Patch for i386 to use bsrl for libc fls().
A patch to libc to use bsr for ffs.
#2 Updated by TGEN over 4 years ago
On 05/25/2010 16:15, Venkatesh Srinivas (via DragonFly issue tracker) wrote:
> Also, let's pretend I didn't make a silly mistake.
> The jz 1 and label 1: should become jz L1 and L1:
> Jumping to the address 0x1 is silly.
You can keep the label as 1: and use jz 1f instead (the f is for
'forward', as opposed to b, 'backward').
#3 Updated by vsrinivas over 4 years ago
This is an improved version of the patch that corrects my silly jz mistake and
adds ffsl and flsl.
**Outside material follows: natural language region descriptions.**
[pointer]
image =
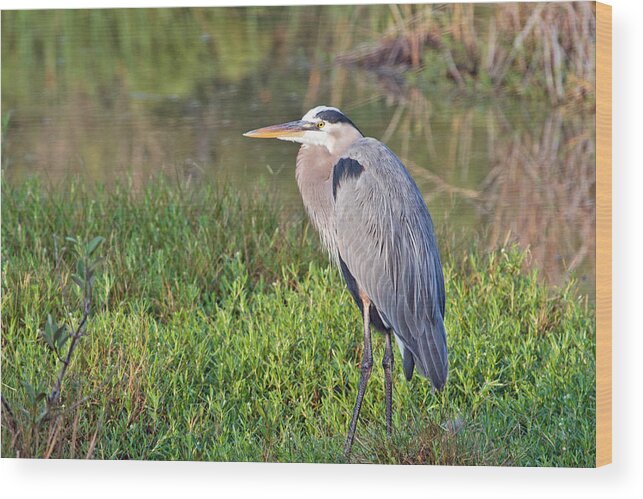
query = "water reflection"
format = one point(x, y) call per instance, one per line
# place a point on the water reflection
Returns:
point(110, 94)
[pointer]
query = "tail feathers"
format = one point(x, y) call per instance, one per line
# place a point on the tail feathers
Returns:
point(429, 356)
point(408, 363)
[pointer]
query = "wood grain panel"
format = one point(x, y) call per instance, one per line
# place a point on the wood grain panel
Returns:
point(603, 234)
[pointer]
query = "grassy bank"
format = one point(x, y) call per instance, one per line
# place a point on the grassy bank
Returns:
point(219, 332)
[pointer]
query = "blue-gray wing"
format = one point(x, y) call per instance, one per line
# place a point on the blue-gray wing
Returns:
point(386, 242)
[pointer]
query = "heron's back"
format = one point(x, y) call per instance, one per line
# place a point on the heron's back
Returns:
point(385, 241)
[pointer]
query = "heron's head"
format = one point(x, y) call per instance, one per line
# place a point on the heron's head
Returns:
point(321, 126)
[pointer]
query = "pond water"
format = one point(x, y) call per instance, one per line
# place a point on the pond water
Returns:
point(107, 95)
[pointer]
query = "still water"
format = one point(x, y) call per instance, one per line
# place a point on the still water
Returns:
point(108, 95)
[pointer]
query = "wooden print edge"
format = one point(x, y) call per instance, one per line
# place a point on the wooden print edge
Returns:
point(603, 234)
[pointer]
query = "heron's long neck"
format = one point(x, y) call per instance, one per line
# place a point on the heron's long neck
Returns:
point(314, 174)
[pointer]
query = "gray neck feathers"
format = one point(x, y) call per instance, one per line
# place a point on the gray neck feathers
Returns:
point(314, 173)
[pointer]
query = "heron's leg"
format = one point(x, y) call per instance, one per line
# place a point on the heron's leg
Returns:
point(387, 364)
point(367, 364)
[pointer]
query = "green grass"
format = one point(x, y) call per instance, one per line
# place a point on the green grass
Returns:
point(219, 332)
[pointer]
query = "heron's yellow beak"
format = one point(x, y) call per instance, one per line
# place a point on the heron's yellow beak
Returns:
point(285, 130)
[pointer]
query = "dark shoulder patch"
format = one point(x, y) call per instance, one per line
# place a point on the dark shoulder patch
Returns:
point(345, 168)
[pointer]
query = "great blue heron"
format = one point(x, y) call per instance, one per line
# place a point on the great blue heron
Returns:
point(376, 227)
It also implements both for x86_64. The x86-64 version is
branchless, using cmov.
This alternate snippet may be better and would allow for a branchless f?f(l) on
i386, except bsr and bsf are defined differently on Intel and AMD x86 machines.
It may be better on x86_64 than the cmov-based version:
xorl %eax, %eax
xorl %ecx, %ecx
bsrl 4(%esp), %eax
addl %ecx, %eax
#4 Updated by vsrinivas about 4 years ago
I just tested the i386 fls against its C equivalent on every input, to see that
it produces the same output; it passed. Running the C version, optimized by
gcc, took 49 sec on my hardware, the assembler version 10sec.
The x86_64 version is tested on a few test inputs, but not in the Dfly libc,
only as standalone .S files.